I recognize in Tizon’s descriptions of his mother and “Lola” a pattern I have seen in my reporting: how one exhausted, single immigrant mother turns all her fury and shame into abuse of another, weaker woman in her emotional and physical bondage. They remind me of a Filipina woman I met in a shelter here, who told me how her madam had starved her, threatened to turn her over to the police, and beat her so badly she jumped out of an upstairs window, injuring her hip and spine, to survive. I wrote all of that in an article, but couldn’t fit what she told me about her madam: that she was also a lawyer, single mother, and bulimic. That she used to cry, binge, and throw up at home every day, and that the worst beatings usually came after angry, screaming phone calls with her estranged husband. For months, I’ve been watching and wrestling with how to articulate this specifically cruel way that women can dehumanize and harm other women. I’ve often wished I could include a footnote to these stories: Sometimes the victimizers are victims themselves.

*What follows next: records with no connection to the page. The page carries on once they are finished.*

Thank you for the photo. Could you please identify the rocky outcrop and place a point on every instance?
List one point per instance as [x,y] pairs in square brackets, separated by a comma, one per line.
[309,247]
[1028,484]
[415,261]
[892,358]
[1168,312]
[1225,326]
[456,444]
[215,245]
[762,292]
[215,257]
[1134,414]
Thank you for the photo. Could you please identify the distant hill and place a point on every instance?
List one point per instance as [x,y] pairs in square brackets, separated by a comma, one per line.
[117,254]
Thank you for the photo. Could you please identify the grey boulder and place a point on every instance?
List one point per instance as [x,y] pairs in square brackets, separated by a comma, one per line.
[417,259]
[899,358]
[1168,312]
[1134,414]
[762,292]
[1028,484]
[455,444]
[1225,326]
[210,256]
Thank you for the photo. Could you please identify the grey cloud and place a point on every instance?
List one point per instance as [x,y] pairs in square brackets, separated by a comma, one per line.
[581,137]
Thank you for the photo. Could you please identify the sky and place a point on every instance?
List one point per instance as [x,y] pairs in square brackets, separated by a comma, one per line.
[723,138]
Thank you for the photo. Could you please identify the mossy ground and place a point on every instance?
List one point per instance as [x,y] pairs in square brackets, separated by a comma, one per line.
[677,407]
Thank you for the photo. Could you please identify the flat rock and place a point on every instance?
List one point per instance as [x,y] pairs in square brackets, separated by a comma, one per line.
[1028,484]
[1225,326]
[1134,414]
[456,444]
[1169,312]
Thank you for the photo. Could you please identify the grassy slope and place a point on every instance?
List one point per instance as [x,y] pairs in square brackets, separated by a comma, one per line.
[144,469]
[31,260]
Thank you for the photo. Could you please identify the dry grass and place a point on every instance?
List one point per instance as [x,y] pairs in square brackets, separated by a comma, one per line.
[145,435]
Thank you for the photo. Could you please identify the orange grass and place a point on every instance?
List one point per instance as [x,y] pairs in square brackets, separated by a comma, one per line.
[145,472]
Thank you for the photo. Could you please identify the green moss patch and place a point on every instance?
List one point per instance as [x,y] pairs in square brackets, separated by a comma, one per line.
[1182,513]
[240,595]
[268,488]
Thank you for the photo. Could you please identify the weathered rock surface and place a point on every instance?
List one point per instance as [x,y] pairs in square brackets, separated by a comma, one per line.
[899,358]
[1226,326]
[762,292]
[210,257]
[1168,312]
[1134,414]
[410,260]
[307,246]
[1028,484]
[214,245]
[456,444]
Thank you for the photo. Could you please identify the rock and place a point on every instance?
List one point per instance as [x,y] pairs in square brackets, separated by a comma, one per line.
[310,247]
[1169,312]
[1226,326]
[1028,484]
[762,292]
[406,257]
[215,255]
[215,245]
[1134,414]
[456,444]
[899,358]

Two weeks ago, I visited a women’s prison with the Jordanian police’s anti-trafficking unit. They were interviewing detainees to determine whether any had been victims of trafficking. One Syrian woman started sobbing as soon as she saw the police. She was a refugee and single mother, she wailed, whose husband had been killed in the conflict and who just wanted to see her children again. The investigators told her to stop crying. Then she admitted that she had allowed paying customers to enter her unit in Zaatari Camp and rape a 15-year-old girl, another refugee even more vulnerable than herself.
My insides curl at these stories, the ones of hurt women hurting others, empathy and horror churning against one another. I meet mothers and sisters and daughters with such capacity to nurture and heal, but such ugly potential to be monsters as well. I wish they came in neat categories—the wicked stepmother versus the kind princess, the brave heroine versus the jealous queen—but they don’t. So often they are good and bad at once, which doesn’t in any way vindicate the bad, but rather helps us to comprehend it.
When I report these stories, I am terrified by my own understanding of the abuser and abused. I want to feel like I write: in third-person, distant from the villains, certainly incapable of the unforgivable crimes they commit. The power of Tizon’s approach—an openly guilty one—is that he turns the culprits from they to us. He uncovers his own shame instead of pretending that only certain people are evil and exploitative. His story strikes at my secret fear: that we are all capable of cruelty, dehumanization, or self-blinding complicity with injustices from which we benefit. He writes not about good people versus bad people, but about people who can do good or bad, and who give in, tragically, to the latter. How fearful to acknowledge that we can go either way, I think. But then again, how freeing to realize that we have a choice.